Jumat, 19 Februari 2010

Rasa yang Tepat butuh Waktu yang Tepat

Selama beberapa bulan hampir setahun, saya telah menyimpan sebuah sachet selai strowberi kecil yang belum juga saya makan berdampingan dengan roti maupun makanan utama lain. Entah karena lupa untuk mencarikannya pendamping atau karena sedang tidak ingin makan selai. Setiap kali melihat sachet kecil itu tergeletak di atas tutup kotak kue, saya hampir selalu berpikir membuangnya karena merasa tidak perlu.Karena roti-roti yang terhidang dan saya punya bukan jenis roti tawar yang cocok dengan selai itu.

Saya tidak ingat dari mana saya dapatkan selai itu. Mungkin waktu di perjalanan naik pesawat, dan salah satu menu yang diberikan adalah roti dengan sachet selai kecil itu. Yang jelas begitulah selai itu tidak tersentuh sama sekali untuk waktu yang sangat lama. Setiap kali saya akan membuangnya, entah kenapa saya seperti diingatkan untuk tidak melakukannya, karena itu tindakan mubadzir. Sementara saya juga kuatir kalau batas kadaluarsanya sudah lewat. Yang jelas sachet selai itu masih dalam keadaan utuh tersegel belum tersentuh udara luar.

Hingga satu malam, ketika saya berniat sahur untuk puasa di pagi harinya. Waktu itu saya sedang malas makan nasi karena malamnya sudah makan sepiring penuh lontong sayur. Dan kebetulan sebelumnya saya sudah sahur dengan oatmeal dicampur madu, mengikuti ide kakak. Karena saya terlalu banyak memberi madu, rasanya jadi agak eneg. Pagi harinya saya titip untuk dibelikan kismis untuk dicampur dengan oatmeal, tapi ternyata Ibu yang saya titipi bilang, tidak ada yang jual kismis.. (Agak heran juga, masak tidak ada toko yang jual kismis?! Tidak juga Alfamart dekat pasar desa?!). Sehingga malam itu saya makan oatmeal campur susu bubuk rasa vanila.Tentu saja kalau hanya oatmeal dicampur susu bubuk rasa vanilla, yang akan saya dapatkan adalah makanan berbentuk bubur tawar yang tidak menimbulkan selera.

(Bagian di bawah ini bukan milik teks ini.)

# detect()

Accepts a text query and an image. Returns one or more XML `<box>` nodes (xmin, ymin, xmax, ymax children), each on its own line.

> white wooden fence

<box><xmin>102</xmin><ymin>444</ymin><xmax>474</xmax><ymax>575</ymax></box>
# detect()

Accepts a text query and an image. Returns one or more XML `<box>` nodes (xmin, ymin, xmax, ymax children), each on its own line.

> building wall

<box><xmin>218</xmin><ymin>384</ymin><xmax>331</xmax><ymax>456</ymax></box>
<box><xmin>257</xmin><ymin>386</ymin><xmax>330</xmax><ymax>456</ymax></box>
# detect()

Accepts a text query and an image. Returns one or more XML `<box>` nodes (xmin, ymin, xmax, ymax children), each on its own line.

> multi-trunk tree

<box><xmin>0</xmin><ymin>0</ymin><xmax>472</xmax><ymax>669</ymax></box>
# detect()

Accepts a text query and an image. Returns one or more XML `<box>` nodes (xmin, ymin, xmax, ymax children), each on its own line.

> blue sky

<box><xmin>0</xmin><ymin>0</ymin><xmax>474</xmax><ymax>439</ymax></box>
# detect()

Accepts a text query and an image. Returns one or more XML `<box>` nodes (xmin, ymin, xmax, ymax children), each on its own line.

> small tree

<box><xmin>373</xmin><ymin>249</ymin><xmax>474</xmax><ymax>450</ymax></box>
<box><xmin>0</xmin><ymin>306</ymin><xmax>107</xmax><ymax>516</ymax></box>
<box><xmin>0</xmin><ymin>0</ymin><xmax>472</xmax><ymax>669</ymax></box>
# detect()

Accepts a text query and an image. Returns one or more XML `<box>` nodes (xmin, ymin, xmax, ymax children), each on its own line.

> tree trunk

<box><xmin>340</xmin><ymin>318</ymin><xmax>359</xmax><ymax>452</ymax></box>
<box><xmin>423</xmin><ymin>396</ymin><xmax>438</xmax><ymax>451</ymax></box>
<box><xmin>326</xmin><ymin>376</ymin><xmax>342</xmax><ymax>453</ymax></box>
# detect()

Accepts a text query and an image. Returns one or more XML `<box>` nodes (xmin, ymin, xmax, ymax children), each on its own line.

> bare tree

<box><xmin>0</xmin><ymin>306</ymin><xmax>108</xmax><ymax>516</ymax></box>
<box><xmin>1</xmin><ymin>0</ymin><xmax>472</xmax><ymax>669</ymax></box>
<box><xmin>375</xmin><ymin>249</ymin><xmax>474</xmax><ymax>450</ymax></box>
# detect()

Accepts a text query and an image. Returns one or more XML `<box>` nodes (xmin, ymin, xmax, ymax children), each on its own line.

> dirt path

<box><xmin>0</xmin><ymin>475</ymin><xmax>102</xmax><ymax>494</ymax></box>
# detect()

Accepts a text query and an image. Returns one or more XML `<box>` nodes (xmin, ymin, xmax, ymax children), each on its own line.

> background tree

Saat itulah saya melihat kembali sachet selai strowberi yang hampir-hampir akan saya buang itu. Melihatnya teronggok disana dalam diam, tiba-tiba pikiran saya menemukan ide untuk mencampurkannya dalam oatmeal saya. Dan saya tahu waktunya tepat bagi selai strowberi itu untuk bermanfaat setelah sekian lamanya menanti dan bahkan hampir saja masuk tempat sampah.

Tentu saja, kombinasi rasa yang dihasilkan antara oatmeal, susu vanilla dan selai strowberi itu buat saya jauh lebih lezat dibanding rasa tawar hasil cicipan sebelumnya dan tersaji lebih menarik. Karena sekarang ada rasa manis dalam bubur oatmeal itu dan warna putih kemerahan selai. Dan yang tidak kalah pentingnya bubur itu juga merupakan makanan sehat yang menunjang laku vegetarian yang mestinya saya lakukan saat itu.

Sambil menikmati hidangan itu, saya teringat dengan diri saya yang sedang menanti sang pangeran menjemput saya menuju singgasana perkawinan :-) dan saya menyadari tibanya waktu itu kadangkala menimbulkan rasa tawar dalam hati. Namun pada saat yang sama saya juga tahu, saya tidak punya kuasa apapun persis seperti sachet selai kecil yang teronggok tidak berdaya menanti takdir memberikan manfaat atas keberadaannya sebagai selai untuk dinikmati sebagai hidangan J

Pengalaman makan sahur itu mengajarkan sesuatu: tidak ada yang sia-sia dalam penantian. Dengan berserah diri pada kehendak Tuhan yang Maha Kuasa, maka Dia pula yang akan memilihkan waktu yang tepat bagi saya. Dan ketika waktu yang tepat itu diberikan, sudah tentu dengan keyakinan atas Maha Bijaksananya Dia, rasa yang ditimbulkan juga akan selezat yang Dia maksudkan.